Among the e-mails, letters and other internal documents released during the Vioxx litigation was damning evidence that Merck knew of the drug’s dangers early-on. The company’s initial research made “the surprising discovery” that “Because selective COX-2 inhibitors [Vioxx, Celebrex, Bextra] do not affect platelet function whereas standard NSAIDs [aspirin, ibuprofen, etc] do, it was hypothesized that selective COX-2 inhibitors might…increase the risk of cardiovascular events.” This warning was repeated twice (at a meeting and in a memo), according to Merck documents—all dated prior to Vioxx’s approval by the FDA in 1999.
Vioxx made news again recently when the most comprehensive study of Merck’s internal documents released during the Vioxx litigation revealed the manipulation of the company’s clinical trial results. One example: Merck conducted several trials trying to prove that Vioxx slows the progression of cognitive impairment in people with dementia. The company’s early analysis of these trials showed “a significantly increased mortality risk” among the participants assigned to take Vioxx (their death rate was more than twice that of the placebo group). This, however, was not the way Merck reported the results to the FDA. Instead, Merck minimized the death risk by using a less-valid type of data analysis of the same trial results and concluded that Vioxx was “well tolerated.”
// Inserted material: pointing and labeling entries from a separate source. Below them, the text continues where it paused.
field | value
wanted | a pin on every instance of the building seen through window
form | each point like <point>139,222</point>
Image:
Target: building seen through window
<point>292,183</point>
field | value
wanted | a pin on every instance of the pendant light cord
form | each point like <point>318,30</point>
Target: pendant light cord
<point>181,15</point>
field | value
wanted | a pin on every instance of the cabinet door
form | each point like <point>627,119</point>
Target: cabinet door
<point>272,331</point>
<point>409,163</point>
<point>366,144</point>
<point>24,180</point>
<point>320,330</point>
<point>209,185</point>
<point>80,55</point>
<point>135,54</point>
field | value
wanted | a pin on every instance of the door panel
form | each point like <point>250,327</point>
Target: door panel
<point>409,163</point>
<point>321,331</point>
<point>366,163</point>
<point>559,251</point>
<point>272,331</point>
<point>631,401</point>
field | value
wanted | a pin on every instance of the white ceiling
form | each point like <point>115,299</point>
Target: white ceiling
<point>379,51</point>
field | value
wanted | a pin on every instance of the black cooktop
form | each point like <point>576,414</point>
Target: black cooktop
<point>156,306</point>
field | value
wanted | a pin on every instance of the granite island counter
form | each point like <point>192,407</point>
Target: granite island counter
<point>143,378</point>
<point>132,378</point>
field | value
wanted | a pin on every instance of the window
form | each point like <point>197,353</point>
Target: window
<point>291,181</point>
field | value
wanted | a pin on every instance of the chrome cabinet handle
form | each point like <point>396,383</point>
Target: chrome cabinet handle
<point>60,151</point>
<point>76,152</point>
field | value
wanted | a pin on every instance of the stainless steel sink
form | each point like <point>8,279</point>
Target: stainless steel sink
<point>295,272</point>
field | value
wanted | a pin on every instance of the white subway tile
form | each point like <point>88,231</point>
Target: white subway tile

When the study of the Merck documents was published last month in the Journal of the American Medical Association, the accompanying editorial made it clear that the manipulation of trial results is not the sole purview of one company. The editors also noted that the evidence necessary to demonstrate Merck’s misdeeds became public—and publishable—only because of litigation. Last fall, Merck agreed to a $4.85 billion settlement to resolve tens of thousands of lawsuits filed by former Vioxx patients or their families.
This is not likely to be the way things will turn out for the young women injured by Johnson & Johnson’s popular Ortho Evra birth control patch. The patch delivered far more estrogen into the bloodstream than standard oral contraceptives, increasing the risk of potentially fatal blood clots. More than 3,000 women and their families have sued Johnson & Johnson claiming that the patch caused heart attacks, strokes and at least 40 deaths. Documents made public by this lawsuit showed that Johnson & Johnson’s own trial revealed these risks in 1999. The company, as The New York Times put it, “obscured the finding in a 435-page report to the FDA.”
The Pre-Emption Dodge
The Ortho Evra plaintiffs are now on hold while a similar lawsuit against yet-another drug company (Wyeth) becomes the test case for the pre-emption shield when it goes to the Supreme Court in November. The Court is expected to rule in favor of industry and make pre-emption the legal standard. A precedent was set in February when the Court ruled that the device industry is immune from damage suits filed by people injured by defective pacemakers, stents, etc.
Pre-emption is just the latest in a series of outrages perpetrated by the pharmaceutical industry against the public. At a time when criminal charges should be brought against company officials who withhold evidence of harm, the industry wants a pass. And it’s likely to get just that given the pro-business, anti-consumer Supreme Court decisions over the last few years.
In the meantime, if you are scheduled for a knee replacement or stent or a new heart valve, be aware that medical devices now come with an invisible warning from industry:
In event of a major defect or other serious harm: You’re on your own.